Nike holds my hand and begins to run down the xenoform. The motion does not seem adequate to cover the distance and I suspect Nike is moving the landscape as well as herself.

The xenoform leads us to a convergence point, where a being rests at a nexus, receiving information from all. It is arachnoid, but no spider ever had this number of legs.

In this house of thought, in this bed of imagination, I stroke my lover’s belly, going over the soft folds as she recovers from our exercise, following the lanes laid out between stretch marks. The bed has a canopy, and a mosquito netting covers all sides, filming everything outside. Violins mix with talking drums, building to a crescendo, coming from memory rather than a hi-fi system. Is this real? As real as it needs to be, I think.

Something seems familiar…

In this house of thought, in this bed of imagination, I stroke my lover’s breasts, going over the soft folds of the skin as she recovers from our exercise, following the planes laid out between stretch marks. There is no sweat, but between her legs tastes like pomegranate. The bed has a canopy, and a filmy netting covers all sides, blurring everything outside. Violas mix with talking drums, coming from memory rather than a hi-fi system. Is this real? As real as it needs to be, I think.

I’m not sure if…

In this house of thought, in this bed of imagination, I stroke my lover’s belly, going over the soft folds as she recovers from our exercise, following the lanes laid out between stretch marks. The bed—

“There you are. Don’t worry; I’m here.” Nike takes my hand, and we are looking at the spider again.

“What happened?”

“Thought parasite. Don’t worry about it. You got caught in a recursive loop and would have been stuck there or ultimately consumed.”

“Are they alive?”

Nike squints. “Hard to tell if they have any self-awareness, honey.” She points to the spider. “She knows everything. You can ask her.”

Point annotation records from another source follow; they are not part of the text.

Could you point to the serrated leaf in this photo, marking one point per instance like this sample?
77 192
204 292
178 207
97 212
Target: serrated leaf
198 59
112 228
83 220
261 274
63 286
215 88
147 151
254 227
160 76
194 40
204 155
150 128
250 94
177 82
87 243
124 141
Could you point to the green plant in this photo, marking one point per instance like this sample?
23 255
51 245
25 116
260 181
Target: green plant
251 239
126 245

“You’re not coming with me?”

Nike puts a hand on both of my cheeks and kisses me. “Girl, someone needs to bring you back when you get lost. And you will get lost.”

“Won’t the spider tell me how to get back?”

“Your self, honey. You will lose your self, dissipate it in the data stream. And I will collate you and bring you back, me and Junior, like we always do.”

“How long have I—”

“Years. Too long. Go. I’ll be here when you’re done.”

I kiss her. “I will not get lost this time.”

There is a twinkle in her eyes and her mouth twitches as if she is about to say something, but she doesn’t. She turns to leave.

I turn around.

No spider, no strands of xenoforms. I’m standing in front of a naked woman, dark skin, short hair, six-foot butterfly wings extending up and out behind her.

“Bicycle Girl,” says the woman. She has a large mouth with a toothy smile, like she is about to eat prey. “It’s not time yet.”

“Time? Who are you?”

“I’m… Call me Molara. I’m the data harvester. My work here is all but done, but I have to wait for the transfers to be complete before I die. Do you want to amuse me while I wait, Bicycle Girl?” She thrusts her hips forward then, lascivious.

Gross.

“I need to get to America.”

“Maybe I wipe your memory and kill your wife and child, Bicycle Girl. I could do that. Then maybe I amuse myself, whether you like it or not.”

I am afraid, but I see something in her, an emptiness, a lack of substance that tells me this is all posturing.

“Send me to America, Molara. I know you’re weak or dying.”

“Still strong enough to eat you.”

“But you won’t. I have a mission.”

“To help the humans.” She laughs. “Do you remember helping that dissident escape? Tolu Eleja? Remember that?”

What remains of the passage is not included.